If you don’t know what 4chan is, you’re lucky. It is the asshole of the internet. Seriously, don’t google it. Don’t… I mean it. Okay, if you MUST, read this [NSFW]:.
Anyway, 4chan is an image board where immature boys, racists, the occasional camwhore, and pervs all go to anonymously discuss all sorts of terrible things. If you’ve ever seen The Aristocrats or know what The Aristocrats is, its pretty much that in web form.
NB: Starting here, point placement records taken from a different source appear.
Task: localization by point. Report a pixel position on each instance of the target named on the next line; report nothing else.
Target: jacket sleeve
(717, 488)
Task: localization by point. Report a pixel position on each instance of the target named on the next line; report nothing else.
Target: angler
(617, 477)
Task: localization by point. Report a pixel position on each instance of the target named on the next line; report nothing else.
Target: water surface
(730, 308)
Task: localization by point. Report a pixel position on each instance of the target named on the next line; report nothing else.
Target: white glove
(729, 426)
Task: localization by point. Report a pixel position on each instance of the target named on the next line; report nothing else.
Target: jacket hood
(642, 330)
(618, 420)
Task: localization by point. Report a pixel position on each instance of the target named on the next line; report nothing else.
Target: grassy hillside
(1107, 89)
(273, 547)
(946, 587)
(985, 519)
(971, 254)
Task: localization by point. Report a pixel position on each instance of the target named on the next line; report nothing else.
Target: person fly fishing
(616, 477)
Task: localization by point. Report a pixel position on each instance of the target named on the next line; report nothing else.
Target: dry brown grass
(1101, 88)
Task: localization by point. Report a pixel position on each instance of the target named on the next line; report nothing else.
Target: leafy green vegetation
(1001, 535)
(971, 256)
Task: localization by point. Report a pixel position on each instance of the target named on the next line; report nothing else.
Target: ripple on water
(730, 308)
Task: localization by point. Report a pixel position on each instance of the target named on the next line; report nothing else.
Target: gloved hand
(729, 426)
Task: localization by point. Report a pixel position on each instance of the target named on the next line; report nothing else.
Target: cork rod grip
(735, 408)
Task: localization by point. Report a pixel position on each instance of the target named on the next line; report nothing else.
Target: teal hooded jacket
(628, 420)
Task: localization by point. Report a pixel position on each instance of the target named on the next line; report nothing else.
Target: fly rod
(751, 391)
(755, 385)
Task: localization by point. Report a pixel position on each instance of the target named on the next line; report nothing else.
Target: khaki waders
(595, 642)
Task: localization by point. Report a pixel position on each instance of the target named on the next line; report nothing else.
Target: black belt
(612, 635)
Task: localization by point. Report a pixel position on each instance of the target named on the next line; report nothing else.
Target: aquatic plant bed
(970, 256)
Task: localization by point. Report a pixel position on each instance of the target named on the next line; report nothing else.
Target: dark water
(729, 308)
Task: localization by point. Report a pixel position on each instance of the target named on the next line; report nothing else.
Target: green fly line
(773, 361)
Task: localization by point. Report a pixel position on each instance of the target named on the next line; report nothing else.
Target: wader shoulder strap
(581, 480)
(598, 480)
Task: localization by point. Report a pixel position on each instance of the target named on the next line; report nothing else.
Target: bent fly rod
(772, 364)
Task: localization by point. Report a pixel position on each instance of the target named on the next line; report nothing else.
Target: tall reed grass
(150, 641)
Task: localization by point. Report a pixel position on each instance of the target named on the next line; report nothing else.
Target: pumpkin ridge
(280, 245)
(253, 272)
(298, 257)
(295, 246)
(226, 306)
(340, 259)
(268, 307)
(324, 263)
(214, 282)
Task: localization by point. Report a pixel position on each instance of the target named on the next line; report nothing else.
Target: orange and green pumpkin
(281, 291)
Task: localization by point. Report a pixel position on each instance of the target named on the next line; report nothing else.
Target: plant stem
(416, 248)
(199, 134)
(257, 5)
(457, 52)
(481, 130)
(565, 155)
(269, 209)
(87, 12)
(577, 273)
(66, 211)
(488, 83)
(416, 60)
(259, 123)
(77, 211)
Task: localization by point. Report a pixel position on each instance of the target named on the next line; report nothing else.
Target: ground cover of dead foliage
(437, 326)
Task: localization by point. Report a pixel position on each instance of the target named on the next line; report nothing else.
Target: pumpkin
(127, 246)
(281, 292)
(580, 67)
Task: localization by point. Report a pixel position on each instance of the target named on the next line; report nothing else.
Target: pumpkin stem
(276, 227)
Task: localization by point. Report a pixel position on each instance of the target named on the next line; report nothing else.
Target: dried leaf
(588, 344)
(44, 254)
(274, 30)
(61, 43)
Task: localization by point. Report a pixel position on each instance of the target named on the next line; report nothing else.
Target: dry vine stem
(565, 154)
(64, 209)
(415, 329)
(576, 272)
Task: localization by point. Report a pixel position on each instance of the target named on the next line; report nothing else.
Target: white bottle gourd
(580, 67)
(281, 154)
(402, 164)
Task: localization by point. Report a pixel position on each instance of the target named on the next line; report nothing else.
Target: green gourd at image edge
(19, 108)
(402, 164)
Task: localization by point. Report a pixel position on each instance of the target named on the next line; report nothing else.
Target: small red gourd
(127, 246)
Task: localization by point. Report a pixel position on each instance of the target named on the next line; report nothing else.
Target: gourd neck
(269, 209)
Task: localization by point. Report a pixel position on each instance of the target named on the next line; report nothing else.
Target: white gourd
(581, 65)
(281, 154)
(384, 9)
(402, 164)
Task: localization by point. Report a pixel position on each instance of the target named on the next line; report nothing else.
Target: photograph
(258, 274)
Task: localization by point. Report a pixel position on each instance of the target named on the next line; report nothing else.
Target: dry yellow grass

Despite, or perhaps because of, the fact that many unsavory characters roam this website, many memes originate from this pit of despair. The ORLY owl, for example (ORLY came from somethingaweful forums, but not the owl) and all the great 300 macros [NSFW] like “I FORGET WHERE WE ARE DINING TONIGHT” came from 4chan, to name two mild examples.
Now, the Rick-roll is actually the successor to a much less funny trap called the Duckroll, in which a link that seems to point to a post earlier in a thread instead takes you to a video of a duck on wheels (duck + roll = duckroll) with a trippy song. Cute, I know, but not that funny really.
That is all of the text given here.